グループホーム「ペンギンヴイレッジ」を訪ねて この小さな希望の空間を持続させるには
山之内 裕明(本誌編集委員)
強い風が吹く湘南。神奈川県藤沢市のJR藤沢駅から少し離れた丘の上、時宗総本山遊行寺のすぐ近くにある障がい者グループホーム「ペンギンヴィレッジ」を訪問した。
鍵のない門を開けるとすぐ中庭が広がっており、花壇が出迎えてくれる。花があるからか、全体的に和やかな雰囲気だ。入って早々に共同生活の暖かい空気が伝わってきた。
出入りは自由
私たちが訪問したのは、2021年9月開所したグループホーム「ペンギンヴィレッジ」。運営しているのは一般社団法人湘南とも舎。代表理事の松延康隆さんから丁寧な説明を受けながらの見学であった。
ペンギンヴィレッジという施設の名前は、かの有名漫画のキャラクターたちが住む村の名前から取られたもので、元々あった独身寮の名前を受け継いだという。部屋は10ある。1階が女性用、2階が男性用と分けられている。2階には食堂兼コミュニティルームがあり、綺麗に整備された食堂の入り口には当月の誕生日の人を紹介する掲示板があった。
施設内の移動は階段とエレベーターがあり、色々なタイプの方に対処できる。門からの出入りは基本的に自由。マンションやアパートと同じで、各部屋は扉1枚で外の世界とつながっている。多くのグループホームは、出入り口がひとつで、そこを通らないと出入りができない。しかも管理人の許可が必要だが、根本的に理念が違うという感じがした。ちなみに門限もないが、「10時過ぎるときは連絡をください」と言っているという。
2階の一部屋を見せていただいた。

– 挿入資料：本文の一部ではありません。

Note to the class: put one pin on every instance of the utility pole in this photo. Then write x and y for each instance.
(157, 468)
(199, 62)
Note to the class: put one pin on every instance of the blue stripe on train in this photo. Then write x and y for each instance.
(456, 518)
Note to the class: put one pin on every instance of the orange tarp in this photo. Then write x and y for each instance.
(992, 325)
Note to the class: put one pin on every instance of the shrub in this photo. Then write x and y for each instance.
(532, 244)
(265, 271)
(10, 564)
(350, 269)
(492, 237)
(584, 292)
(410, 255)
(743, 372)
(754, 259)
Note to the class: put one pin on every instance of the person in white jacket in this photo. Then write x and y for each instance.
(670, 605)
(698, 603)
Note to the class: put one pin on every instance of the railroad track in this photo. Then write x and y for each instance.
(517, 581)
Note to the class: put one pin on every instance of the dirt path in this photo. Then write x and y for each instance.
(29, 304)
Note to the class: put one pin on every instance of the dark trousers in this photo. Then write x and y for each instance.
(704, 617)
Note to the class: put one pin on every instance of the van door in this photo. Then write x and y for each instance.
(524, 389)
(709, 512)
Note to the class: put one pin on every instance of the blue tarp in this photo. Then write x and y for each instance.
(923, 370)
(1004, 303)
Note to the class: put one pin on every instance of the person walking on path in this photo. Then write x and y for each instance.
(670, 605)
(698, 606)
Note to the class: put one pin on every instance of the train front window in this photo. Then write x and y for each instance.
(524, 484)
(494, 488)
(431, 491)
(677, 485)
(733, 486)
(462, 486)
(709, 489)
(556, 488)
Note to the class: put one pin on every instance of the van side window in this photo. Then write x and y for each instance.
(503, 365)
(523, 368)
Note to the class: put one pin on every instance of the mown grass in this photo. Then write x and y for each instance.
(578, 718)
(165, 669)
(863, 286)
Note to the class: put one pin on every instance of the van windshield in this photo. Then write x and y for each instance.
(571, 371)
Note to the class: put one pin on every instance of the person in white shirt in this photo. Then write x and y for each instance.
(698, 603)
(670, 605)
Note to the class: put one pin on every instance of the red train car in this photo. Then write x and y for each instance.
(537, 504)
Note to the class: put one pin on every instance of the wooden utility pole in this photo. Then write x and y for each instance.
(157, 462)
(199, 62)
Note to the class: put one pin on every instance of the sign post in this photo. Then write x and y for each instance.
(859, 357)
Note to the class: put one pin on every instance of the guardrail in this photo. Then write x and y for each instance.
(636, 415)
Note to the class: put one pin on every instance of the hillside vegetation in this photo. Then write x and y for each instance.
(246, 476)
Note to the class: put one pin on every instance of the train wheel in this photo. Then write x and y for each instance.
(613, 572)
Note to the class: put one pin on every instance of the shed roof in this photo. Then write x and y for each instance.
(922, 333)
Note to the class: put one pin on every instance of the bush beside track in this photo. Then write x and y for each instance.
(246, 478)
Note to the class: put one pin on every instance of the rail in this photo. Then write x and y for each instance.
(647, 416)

10畳の広さだ。ベッド、風呂、トイレ、キッチン付きで冷蔵庫、エアコンもある。一人暮らしをするのに必要な設備が備えられている。広く感じる。室内は丁寧に整頓されており、心地よい自分の世界となるよう工夫されているように思った。

試行錯誤を経た末に開設
利用者にとって自由な空間となるグループホーム開設について松延さんから当日も説明があったが、事前にいただいた「GH(グループホーム)ペンギンヴィレッジを支える会」結成のお知らせで松延さんは次のように書いているので紹介したい。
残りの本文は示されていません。